Pointing Dremio to tab delimited text - ignore field > 65535?

I’m looking to use Dremio to point to an ASDL hosted file which is tab-delimited text. One of the columns is a Remarks column, and sometimes they run to > 65535 characters

Is there anyway I can tell Dremio to ignore this column when creating the format?

I’ve taken a look, and found the issue

For my file format, I had the following settings

Format: Text (delimited)
Field Delimiter: Tab
Quote: DoubleQuote (this was the root of my problem)
Comment: NumberSign
Escape: DoubleQuote
Extract Fieldnames: Ticked
Trim fieldnames: Ticked

On painfully looking through my large text file, I finally tracked it down to a field value having a doublequoted value in it… e.g.

Johnny “Pirate” Depp

This meant that the remainder of the file was considered the rest of the line.

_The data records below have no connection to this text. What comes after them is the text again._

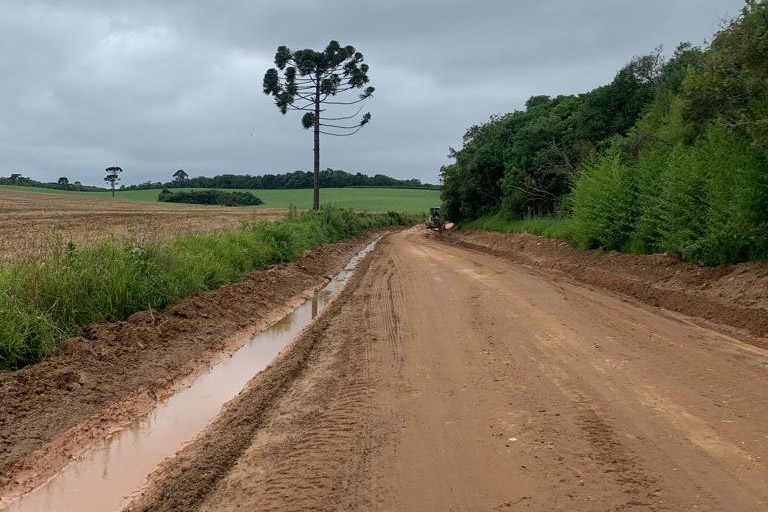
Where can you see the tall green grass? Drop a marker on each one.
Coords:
(45, 301)
(706, 202)
(552, 227)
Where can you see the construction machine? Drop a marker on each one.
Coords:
(435, 220)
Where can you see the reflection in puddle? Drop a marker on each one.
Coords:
(103, 478)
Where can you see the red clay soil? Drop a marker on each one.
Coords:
(444, 378)
(730, 295)
(54, 410)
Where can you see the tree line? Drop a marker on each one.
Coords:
(671, 156)
(329, 178)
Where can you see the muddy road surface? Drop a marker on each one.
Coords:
(444, 378)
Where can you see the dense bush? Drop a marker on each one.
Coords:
(220, 197)
(671, 156)
(44, 301)
(329, 178)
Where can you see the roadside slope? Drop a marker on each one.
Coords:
(729, 295)
(448, 379)
(53, 410)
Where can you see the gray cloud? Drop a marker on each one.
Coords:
(153, 86)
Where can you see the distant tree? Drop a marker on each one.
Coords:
(310, 80)
(180, 175)
(112, 177)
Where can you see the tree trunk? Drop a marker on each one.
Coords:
(316, 192)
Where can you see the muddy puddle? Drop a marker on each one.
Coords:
(108, 476)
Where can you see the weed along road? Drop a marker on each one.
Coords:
(444, 378)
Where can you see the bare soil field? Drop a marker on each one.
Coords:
(454, 372)
(33, 224)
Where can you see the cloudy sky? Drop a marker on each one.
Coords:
(153, 86)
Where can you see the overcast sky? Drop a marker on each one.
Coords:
(153, 86)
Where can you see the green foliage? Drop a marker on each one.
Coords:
(603, 203)
(670, 156)
(42, 302)
(524, 162)
(220, 197)
(552, 227)
(311, 78)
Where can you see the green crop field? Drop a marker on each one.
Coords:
(367, 199)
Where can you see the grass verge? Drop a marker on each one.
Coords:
(362, 199)
(45, 301)
(551, 227)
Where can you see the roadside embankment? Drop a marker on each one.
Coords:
(53, 410)
(730, 295)
(51, 299)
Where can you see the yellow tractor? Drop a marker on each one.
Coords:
(435, 220)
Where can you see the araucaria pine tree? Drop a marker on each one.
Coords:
(308, 81)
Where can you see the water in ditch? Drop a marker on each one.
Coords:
(105, 477)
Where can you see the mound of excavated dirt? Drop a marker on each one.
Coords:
(53, 410)
(733, 295)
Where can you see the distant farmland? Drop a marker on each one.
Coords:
(37, 224)
(369, 199)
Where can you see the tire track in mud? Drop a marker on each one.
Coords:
(304, 428)
(444, 379)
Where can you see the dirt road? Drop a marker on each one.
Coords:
(448, 379)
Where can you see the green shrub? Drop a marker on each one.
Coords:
(603, 202)
(219, 197)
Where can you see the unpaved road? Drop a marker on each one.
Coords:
(447, 379)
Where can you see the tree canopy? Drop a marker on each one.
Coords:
(309, 81)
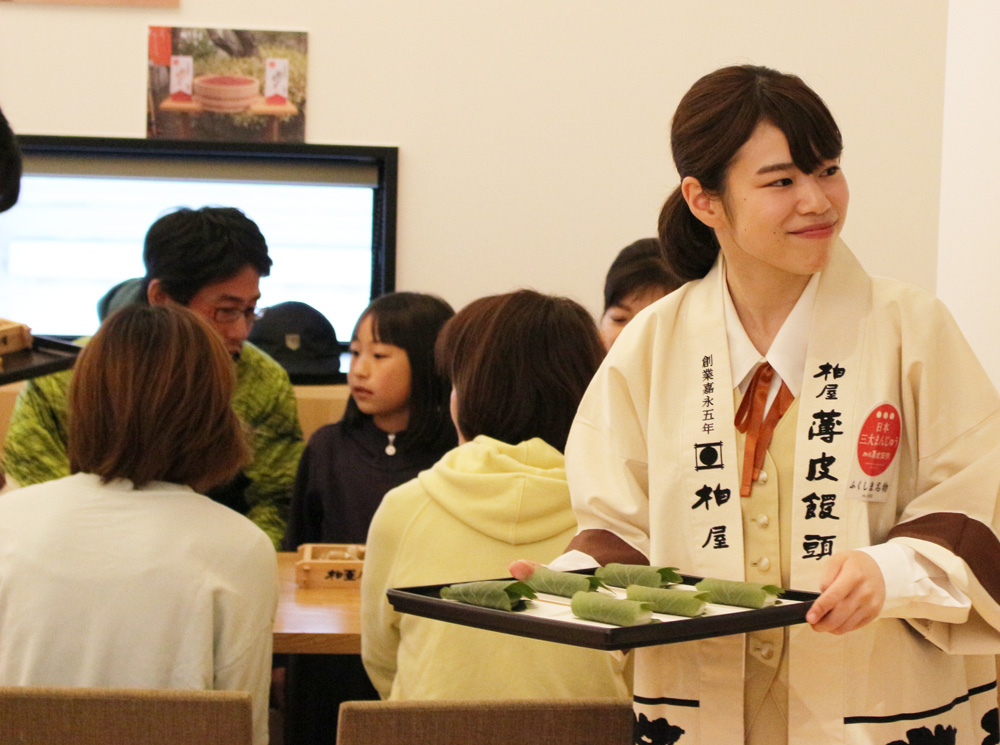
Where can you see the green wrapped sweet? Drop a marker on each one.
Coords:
(673, 602)
(623, 575)
(502, 594)
(743, 594)
(548, 580)
(595, 606)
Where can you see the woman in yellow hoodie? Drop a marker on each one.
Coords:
(518, 364)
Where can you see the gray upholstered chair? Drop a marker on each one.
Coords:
(567, 722)
(99, 716)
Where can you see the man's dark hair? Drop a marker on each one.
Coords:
(189, 249)
(10, 166)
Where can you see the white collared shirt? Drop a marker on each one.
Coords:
(787, 354)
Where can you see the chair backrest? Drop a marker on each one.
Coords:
(102, 716)
(566, 722)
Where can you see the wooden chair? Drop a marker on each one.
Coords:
(567, 722)
(100, 716)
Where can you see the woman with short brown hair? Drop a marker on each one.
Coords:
(518, 364)
(122, 575)
(147, 422)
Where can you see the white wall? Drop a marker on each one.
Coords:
(533, 133)
(969, 257)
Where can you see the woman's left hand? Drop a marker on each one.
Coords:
(853, 592)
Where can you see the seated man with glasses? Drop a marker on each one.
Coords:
(211, 261)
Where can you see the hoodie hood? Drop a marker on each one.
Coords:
(512, 493)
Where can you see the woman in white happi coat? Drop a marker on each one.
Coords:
(787, 419)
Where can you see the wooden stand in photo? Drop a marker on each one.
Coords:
(275, 112)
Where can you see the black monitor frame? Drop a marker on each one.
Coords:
(384, 159)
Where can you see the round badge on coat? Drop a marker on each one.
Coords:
(879, 439)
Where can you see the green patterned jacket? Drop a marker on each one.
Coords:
(35, 449)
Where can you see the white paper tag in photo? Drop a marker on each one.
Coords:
(276, 80)
(181, 74)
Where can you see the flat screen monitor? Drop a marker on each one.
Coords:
(327, 213)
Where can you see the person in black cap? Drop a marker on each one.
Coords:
(10, 182)
(300, 339)
(10, 166)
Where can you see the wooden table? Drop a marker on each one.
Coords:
(315, 621)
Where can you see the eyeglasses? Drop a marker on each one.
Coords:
(232, 315)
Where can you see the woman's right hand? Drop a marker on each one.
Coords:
(522, 569)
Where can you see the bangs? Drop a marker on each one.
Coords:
(812, 134)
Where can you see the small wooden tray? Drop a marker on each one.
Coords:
(329, 565)
(550, 618)
(46, 355)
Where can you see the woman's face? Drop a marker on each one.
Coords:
(775, 219)
(617, 316)
(379, 379)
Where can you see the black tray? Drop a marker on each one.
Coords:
(46, 356)
(426, 601)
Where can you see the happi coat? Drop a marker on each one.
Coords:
(897, 438)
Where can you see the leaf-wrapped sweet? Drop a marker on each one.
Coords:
(502, 594)
(594, 606)
(565, 584)
(743, 594)
(623, 575)
(673, 602)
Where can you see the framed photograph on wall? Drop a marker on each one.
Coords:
(226, 85)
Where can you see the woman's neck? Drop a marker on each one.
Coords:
(763, 299)
(393, 422)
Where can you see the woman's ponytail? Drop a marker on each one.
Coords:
(689, 245)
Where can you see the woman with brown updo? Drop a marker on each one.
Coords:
(784, 418)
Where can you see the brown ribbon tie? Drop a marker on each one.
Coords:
(750, 420)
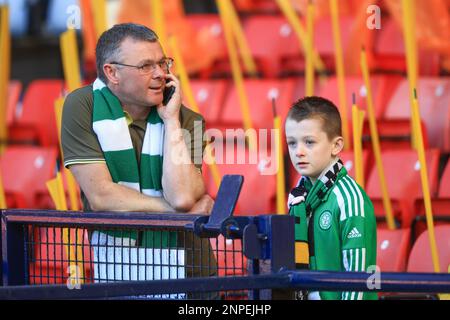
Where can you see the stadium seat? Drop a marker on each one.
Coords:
(277, 43)
(14, 91)
(18, 16)
(393, 249)
(434, 103)
(209, 28)
(323, 43)
(56, 22)
(36, 123)
(259, 175)
(25, 170)
(402, 173)
(390, 54)
(382, 89)
(420, 258)
(259, 94)
(256, 6)
(440, 205)
(210, 96)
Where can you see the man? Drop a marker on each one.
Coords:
(126, 148)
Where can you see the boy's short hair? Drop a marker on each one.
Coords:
(321, 108)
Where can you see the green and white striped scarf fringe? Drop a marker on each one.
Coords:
(110, 125)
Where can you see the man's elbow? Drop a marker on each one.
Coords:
(183, 204)
(97, 203)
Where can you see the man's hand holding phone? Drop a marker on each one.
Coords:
(169, 109)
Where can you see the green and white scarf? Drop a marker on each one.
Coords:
(303, 201)
(110, 125)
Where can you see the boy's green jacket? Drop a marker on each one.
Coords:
(342, 235)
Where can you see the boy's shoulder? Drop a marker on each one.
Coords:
(347, 197)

I then changed the Quote:Doublequote to ‘custom’ value ‘~’

Is this the right way to go about it? My workaround feels hacky.

Thanks

@surreynorthern

Looks like the field delimiter was the issue, and what you did was the right method, unfortunately today Dremio does not automatically suggest delimiter

Thanks
Bali

As I’m working with my data, setting the formats, I’m finding most of the character I could use as delimited are actually used in the remarks - even the tilde, in some of them.

Other ETL tools can actually let you set the Quote equivalent to None since the content of a Tab delimited field, or indeed a CSV, may not have encapsulated string.

I’m concerned that picking a surrogate character e.g using a caret or a curly bracket may end up being entered by users in the data.